Hace unas semanas, el día en que formalmente inició la última etapa de la canciller alemana, toda la población salió a sus ventanas y balcones a aplaudirle por seis larguísimos minutos. Gente de izquierda y de derecha reconocía así la labor exitosa de quien condujo a su país en tiempos turbulentos que incluyeron retos tan complejos como los de las guerras de Medio Oriente, la migración siria, Trump y la pandemia. En lugar de denostar, la canciller se ocupó y el resultado está ahí. ¿Cómo se compara AMLO contra ese parangón?

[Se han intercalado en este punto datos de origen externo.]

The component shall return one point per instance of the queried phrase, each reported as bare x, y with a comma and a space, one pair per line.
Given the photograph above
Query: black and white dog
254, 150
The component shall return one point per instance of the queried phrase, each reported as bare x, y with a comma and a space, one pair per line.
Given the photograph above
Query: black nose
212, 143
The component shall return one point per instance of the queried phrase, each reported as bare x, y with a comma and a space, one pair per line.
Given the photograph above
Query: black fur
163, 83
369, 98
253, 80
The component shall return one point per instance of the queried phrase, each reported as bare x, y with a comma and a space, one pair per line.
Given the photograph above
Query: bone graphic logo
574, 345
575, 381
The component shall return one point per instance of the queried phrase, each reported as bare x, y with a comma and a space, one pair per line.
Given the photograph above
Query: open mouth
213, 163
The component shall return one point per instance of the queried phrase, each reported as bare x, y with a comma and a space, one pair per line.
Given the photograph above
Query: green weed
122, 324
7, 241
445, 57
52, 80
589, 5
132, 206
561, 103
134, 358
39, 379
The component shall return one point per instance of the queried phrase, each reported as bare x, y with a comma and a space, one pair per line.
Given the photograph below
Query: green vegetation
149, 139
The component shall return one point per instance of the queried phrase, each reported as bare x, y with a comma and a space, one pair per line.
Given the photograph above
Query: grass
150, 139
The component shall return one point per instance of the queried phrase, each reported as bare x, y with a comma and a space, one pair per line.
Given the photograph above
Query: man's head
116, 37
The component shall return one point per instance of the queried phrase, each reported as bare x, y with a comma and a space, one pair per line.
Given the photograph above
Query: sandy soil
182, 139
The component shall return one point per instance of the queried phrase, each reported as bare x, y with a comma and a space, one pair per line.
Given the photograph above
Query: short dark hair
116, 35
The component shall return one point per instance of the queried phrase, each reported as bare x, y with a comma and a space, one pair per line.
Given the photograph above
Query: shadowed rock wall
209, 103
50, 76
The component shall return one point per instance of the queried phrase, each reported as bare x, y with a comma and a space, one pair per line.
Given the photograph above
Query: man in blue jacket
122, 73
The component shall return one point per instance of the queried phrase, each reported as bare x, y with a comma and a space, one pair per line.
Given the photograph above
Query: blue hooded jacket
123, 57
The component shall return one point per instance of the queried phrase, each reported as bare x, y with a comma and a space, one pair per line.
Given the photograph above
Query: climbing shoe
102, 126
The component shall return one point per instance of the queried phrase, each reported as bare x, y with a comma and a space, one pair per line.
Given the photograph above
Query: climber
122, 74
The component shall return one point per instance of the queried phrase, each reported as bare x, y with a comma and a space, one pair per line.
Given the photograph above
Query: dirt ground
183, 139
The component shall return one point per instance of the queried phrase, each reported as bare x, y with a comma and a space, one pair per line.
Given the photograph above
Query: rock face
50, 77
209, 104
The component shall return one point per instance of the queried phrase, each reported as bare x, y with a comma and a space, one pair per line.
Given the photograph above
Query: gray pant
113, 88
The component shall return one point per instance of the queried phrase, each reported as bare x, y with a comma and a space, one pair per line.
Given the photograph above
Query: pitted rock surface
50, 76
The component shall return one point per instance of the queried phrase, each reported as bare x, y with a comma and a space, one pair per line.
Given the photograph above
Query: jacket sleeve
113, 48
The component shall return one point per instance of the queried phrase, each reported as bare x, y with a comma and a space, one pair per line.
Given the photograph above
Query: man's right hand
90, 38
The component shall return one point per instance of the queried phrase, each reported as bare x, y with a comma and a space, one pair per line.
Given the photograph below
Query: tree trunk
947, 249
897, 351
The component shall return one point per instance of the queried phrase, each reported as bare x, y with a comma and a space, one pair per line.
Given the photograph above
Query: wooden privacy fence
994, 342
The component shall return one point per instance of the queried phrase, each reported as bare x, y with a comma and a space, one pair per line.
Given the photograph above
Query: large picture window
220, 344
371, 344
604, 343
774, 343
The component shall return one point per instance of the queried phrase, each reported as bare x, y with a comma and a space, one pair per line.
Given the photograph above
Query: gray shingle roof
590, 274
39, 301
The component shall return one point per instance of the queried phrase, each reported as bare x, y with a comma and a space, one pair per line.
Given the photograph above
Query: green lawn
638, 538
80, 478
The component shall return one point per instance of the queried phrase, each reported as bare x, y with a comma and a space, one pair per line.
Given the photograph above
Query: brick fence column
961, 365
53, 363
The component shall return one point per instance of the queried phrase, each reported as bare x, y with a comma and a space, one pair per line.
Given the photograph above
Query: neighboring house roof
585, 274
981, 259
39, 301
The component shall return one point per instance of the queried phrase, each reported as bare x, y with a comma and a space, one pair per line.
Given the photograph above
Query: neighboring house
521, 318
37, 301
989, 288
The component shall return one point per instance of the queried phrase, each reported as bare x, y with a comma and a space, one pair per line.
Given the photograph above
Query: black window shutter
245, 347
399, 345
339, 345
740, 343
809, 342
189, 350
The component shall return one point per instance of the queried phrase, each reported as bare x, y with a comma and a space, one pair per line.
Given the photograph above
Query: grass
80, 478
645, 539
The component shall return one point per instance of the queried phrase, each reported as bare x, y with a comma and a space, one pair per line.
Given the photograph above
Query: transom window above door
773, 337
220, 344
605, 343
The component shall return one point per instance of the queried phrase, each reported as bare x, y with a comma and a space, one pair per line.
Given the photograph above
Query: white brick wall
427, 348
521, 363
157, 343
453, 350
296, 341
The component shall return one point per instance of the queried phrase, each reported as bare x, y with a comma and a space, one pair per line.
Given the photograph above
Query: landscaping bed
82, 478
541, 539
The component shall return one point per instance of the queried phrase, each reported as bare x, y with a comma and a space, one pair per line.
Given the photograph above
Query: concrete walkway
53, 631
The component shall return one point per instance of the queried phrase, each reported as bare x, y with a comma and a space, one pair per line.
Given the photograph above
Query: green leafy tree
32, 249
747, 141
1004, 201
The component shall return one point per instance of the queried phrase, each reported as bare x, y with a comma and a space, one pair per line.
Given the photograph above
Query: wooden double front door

México retrocede en todos los indicadores. Aunque sería cómodo culpar a la pandemia de la regresión económica, la realidad es que la economía mexicana ya venía de picada en 2019. La corrupción del pasado sigue igual de impune que siempre, pero ahora ya hay innumerables ejemplos de corrupción en la actual administración que están, y seguramente acabarán, en la misma impunidad. La relación con Estados Unidos, clave para el funcionamiento de la economía, está en veremos y los prospectos para los próximos años son todo menos alentadores.

Ésta es la hora de la Suprema Corte. De los ministros depende, literalmente, el futuro y las libertades de los mexicanos. También que obligue al presidente a comportarse como estadista.